Słowak Marian Kelemen jest niezastąpiony w bramce Śląska Wrocław. W czwartek w spotkaniu z Dundee United Kelemenen po raz kolejny stanął na wysokości zadania. Tym razem, jeszcze przy wyniku 0:0, świetnie interweniował, gdy w sytuacji sam na sam z nim znalazł się David Googwillie. - Nie analizowałem, jak w sytuacjach sam na sam zachowuje się David Goodwillie. Moja interwencja była instynktowna. Ruszyłem przed siebie tak, aby on próbował mnie obejść z lewej strony. Wyszło tak jak chciałem i jestem z tego zadowolony - mówił po meczu Słowak.
- Jestem bramkarzem i jestem tam po to, aby pomóc zespołowi - dodał.
Wrocławianie od pierwszej minuty narzucili Szkotom swój styl gry. Piłkarze Śląska mieli przewagę, ale nie potrafili przełożyć tego na zdobycz bramkową. Zawodnicy Dundee United skoncentrowali się na rozbijaniu ataków WKS-u, a swojej szansy upatrywali poprzez grę z kontry. Jedyne groźne sytuacje zespół ze Szkocji stworzył sobie jednak po błędach wicemistrzów Polski. - Było ciężko, było groźnie. My dominowaliśmy w pierwszej połowie, a oni mieli dwie kontry, których nie wykorzystali.
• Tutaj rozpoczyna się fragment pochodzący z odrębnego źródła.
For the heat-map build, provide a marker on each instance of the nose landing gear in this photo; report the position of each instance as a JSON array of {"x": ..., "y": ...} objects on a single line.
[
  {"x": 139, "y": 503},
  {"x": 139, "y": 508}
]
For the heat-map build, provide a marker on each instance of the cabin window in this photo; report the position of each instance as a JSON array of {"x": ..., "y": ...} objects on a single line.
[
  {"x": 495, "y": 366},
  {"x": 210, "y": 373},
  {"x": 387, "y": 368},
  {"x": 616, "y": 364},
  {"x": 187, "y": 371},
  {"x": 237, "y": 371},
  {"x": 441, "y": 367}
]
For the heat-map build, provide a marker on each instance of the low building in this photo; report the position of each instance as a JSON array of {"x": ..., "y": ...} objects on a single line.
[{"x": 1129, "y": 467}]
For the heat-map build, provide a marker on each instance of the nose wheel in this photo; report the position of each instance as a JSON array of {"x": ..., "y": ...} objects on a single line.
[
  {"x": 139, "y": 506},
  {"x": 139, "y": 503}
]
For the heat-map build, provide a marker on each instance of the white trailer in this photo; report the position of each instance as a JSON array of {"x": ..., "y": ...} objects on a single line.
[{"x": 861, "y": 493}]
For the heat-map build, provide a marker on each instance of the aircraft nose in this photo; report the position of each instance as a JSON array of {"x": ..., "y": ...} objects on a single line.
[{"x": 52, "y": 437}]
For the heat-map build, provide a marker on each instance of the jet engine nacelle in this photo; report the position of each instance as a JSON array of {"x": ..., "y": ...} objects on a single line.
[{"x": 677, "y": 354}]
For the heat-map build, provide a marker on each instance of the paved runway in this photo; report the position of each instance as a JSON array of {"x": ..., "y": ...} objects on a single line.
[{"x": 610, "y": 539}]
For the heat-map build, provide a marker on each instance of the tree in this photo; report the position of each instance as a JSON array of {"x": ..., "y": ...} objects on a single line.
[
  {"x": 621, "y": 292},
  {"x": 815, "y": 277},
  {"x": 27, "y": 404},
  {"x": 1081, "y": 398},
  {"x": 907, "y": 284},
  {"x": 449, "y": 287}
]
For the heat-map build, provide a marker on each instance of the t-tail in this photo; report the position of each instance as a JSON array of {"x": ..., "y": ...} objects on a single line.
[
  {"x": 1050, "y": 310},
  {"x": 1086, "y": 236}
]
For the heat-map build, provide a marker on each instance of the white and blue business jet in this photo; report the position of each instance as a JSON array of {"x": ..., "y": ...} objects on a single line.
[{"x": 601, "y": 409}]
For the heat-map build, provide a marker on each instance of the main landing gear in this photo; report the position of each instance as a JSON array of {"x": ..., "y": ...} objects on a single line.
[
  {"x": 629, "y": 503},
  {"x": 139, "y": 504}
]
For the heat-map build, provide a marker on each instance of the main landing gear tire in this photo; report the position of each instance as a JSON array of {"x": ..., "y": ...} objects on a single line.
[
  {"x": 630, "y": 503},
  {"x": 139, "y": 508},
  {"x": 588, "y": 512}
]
W końcu zdobyliśmy jednak bramkę. Teraz najważniejsze będzie dobre przygotowanie się do meczu w Szkocji - skomentował ulubieniec fanów Śląska.
Przed rewanżowym spotkaniem, które odbędzie się za tydzień w lepszej sytuacji są zawodnicy trenowani przez Oresta Lenczyka. - To jest Liga Europejska, więc dobrze, że nie straciliśmy bramki, a sami strzeliliśmy jedną. Myślę, że mecz w Szkocji będzie zupełnie inny, jak ten, który miał miejsce tutaj we Wrocławiu - przestrzegał Słowak.
- Nie jest to duża zaliczka. Jakby wynik był 2:0, 3:0 to by było lepiej. Najważniejsze jest jednak, że nie straciliśmy bramki. Nie możemy się cieszyć za długo, bo to jest dwumecz. Już mówiłem, że w Szkocji będzie zupełnie inaczej - dodał.